My heart stutters a beat, the way it always does when I’m about to receive academic feedback of any kind. I grab the paper and quickly fold it in two so that Henry, who’s walking toward us, can’t see my score.

“And you too, King Henry,” Mr. Chen says with a wink, handing him his test over my shoulder. I don’t remember who came up with the ridiculous nickname first, but all the humanities teachers seem to get a real kick out of using it. I’ve always found it a bit too on the nose. After all, everyone knows Henry is the equivalent of royalty at our school.

I have a nickname, too, though only my classmates sometimes call me by it: Study Machine. I don’t mind, to be honest—it highlights my main strength and suggests at control. Purpose. Ruthless efficiency.

All good things.

As Henry thanks the teacher and strikes up a conversation about some extra readings he did last night, I step off to the side and sneak a glance at my score.

99%.

Relief floods through me. If this were any other subject, I’d already be beating myself up for that deducted 1%, but as a rule, Mr. Chen never gives out full marks.

Still, I can’t celebrate just yet...

I turn to Henry when he’s finished talking. “What did you get?” I want to know.

He raises his eyebrows. He looks more well rested than he did the last time I saw him; his skin smooth as glass, dark hair falling in neat waves over his forehead, not a single wrinkle to be seen on his uniform. I wonder, briefly, if he ever gets tired of being so perfect all the time. “What did you get?”

“You tell me first.”

This earns me an eye roll, but after a pause, he says, “Ninety-eight percent.”

“Ah.” I can’t help it—my face breaks into a wide smile.

Henry rolls his eyes again, and heads to his seat. He unpacks his bag slowly, methodically: a shiny MacBook Air, a clear Muji pencil case, and a thick binder with colorful annotated tabs running down the sides. He arranges them all in straight lines and ninety-degree angles, like he’s about to take one of those esthetic Studygram photos. Then, without lifting his head, he says, “Let me guess, you got ninety-nine percent, then?”

I say nothing, just smile some more.

Henry glances up at me. “You realize it’s rather sad that your sole source of joy comes from beating me by one percent in an English unit test?”

The smile slides off my face. I scowl at him. “Don’t flatter yourself. It’s not my sole source of joy.”

“Right.” He sounds unconvinced.

“It’s not.”

“I wasn’t disagreeing with you.”

“I—ugh. Whatever.” Despite the fact that there are literally a million other things I’d rather do—including walking barefoot over Lego bricks—I take the seat beside him. “There’s something kind of important I need to discuss with you...”
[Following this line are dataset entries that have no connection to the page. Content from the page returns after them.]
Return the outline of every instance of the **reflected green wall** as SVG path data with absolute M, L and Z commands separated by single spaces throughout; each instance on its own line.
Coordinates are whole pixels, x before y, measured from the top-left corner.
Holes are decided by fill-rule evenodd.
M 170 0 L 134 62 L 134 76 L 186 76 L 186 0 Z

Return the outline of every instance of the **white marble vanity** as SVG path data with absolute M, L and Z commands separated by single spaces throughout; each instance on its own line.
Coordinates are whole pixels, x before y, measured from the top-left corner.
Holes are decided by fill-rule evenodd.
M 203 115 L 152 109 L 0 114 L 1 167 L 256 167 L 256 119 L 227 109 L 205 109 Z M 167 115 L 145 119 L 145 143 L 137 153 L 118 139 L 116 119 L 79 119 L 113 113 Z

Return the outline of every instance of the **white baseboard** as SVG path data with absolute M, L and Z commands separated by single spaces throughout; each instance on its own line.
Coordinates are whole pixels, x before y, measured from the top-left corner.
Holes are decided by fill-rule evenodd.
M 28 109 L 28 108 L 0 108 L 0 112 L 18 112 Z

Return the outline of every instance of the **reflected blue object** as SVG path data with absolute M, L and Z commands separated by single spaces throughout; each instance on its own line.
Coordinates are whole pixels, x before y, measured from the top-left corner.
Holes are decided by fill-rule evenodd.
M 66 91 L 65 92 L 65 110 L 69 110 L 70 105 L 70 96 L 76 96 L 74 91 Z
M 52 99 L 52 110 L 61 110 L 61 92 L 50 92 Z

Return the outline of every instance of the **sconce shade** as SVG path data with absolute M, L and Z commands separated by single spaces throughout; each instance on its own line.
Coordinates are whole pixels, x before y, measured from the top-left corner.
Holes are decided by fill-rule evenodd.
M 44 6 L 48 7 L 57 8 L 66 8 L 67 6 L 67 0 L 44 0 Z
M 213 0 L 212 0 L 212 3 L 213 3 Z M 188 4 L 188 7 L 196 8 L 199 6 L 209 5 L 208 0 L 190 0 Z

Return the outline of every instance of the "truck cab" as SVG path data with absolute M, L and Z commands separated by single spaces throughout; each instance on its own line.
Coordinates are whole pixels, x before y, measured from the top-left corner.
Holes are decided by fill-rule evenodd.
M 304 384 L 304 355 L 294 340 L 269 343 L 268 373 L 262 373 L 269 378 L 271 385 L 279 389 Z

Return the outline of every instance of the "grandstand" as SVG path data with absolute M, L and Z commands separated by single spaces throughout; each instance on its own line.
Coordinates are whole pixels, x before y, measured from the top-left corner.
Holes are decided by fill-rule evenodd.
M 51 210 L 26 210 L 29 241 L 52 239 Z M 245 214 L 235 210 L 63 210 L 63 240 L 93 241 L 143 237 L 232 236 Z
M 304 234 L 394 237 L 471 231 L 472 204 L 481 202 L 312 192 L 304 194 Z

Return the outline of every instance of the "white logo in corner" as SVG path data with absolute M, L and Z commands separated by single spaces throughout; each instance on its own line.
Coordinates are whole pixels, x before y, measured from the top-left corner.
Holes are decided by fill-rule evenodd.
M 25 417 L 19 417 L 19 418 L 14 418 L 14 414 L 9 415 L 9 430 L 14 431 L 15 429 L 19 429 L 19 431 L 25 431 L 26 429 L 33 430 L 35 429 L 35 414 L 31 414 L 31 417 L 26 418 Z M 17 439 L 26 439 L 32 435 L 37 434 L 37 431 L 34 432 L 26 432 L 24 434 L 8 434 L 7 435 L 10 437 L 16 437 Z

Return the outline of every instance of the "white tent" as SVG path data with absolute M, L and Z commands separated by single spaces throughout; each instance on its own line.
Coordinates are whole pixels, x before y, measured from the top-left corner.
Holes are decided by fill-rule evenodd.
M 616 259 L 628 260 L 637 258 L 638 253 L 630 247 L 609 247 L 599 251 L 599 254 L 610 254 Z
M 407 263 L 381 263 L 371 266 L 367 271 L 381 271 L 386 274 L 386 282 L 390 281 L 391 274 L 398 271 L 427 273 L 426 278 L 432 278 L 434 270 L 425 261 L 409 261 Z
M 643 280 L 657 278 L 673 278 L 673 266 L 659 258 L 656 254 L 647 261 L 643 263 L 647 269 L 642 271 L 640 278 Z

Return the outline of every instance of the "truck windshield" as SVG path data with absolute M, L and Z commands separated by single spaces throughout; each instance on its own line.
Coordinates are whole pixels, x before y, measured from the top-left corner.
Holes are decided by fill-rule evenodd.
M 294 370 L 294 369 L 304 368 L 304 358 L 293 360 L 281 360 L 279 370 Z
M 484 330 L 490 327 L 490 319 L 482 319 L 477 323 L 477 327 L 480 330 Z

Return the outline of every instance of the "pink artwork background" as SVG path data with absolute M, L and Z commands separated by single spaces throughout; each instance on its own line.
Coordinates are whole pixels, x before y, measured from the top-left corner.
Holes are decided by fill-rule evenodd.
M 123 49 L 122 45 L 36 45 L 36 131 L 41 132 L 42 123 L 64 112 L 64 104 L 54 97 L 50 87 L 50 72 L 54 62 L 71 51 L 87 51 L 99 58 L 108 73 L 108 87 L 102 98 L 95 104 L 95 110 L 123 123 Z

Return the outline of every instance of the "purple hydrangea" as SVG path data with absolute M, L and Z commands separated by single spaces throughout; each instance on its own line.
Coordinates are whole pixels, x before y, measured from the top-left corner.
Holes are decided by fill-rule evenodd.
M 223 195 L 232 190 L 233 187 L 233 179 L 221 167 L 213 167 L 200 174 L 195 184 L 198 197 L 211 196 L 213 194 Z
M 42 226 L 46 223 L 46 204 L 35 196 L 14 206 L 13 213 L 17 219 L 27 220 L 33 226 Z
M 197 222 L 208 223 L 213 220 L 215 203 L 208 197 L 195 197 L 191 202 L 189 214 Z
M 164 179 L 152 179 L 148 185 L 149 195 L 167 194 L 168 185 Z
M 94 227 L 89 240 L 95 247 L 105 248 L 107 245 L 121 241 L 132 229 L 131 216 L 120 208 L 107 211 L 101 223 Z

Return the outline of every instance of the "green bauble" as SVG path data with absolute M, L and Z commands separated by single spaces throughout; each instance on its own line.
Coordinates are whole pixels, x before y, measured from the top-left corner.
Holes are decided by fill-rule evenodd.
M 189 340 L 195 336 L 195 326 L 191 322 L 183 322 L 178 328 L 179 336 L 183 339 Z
Henry’s expression doesn’t change when I sit down, but I can still sense his surprise. It’s an unspoken yet universally acknowledged rule that the seat you take at the very start of the year is the seat you stick with.

Which is why, when my usual desk mate and Airington’s top art student, Vanessa Liu, comes through the door a few seconds later, she freezes in her tracks. This might sound like an exaggeration, but it isn’t; she goes completely still from head to toe, even as more students trickle in behind her. Then she marches over to me with the sort of betrayed, wounded look one would usually reserve for when they catch their boyfriend cheating on them with their best friend, or something worse.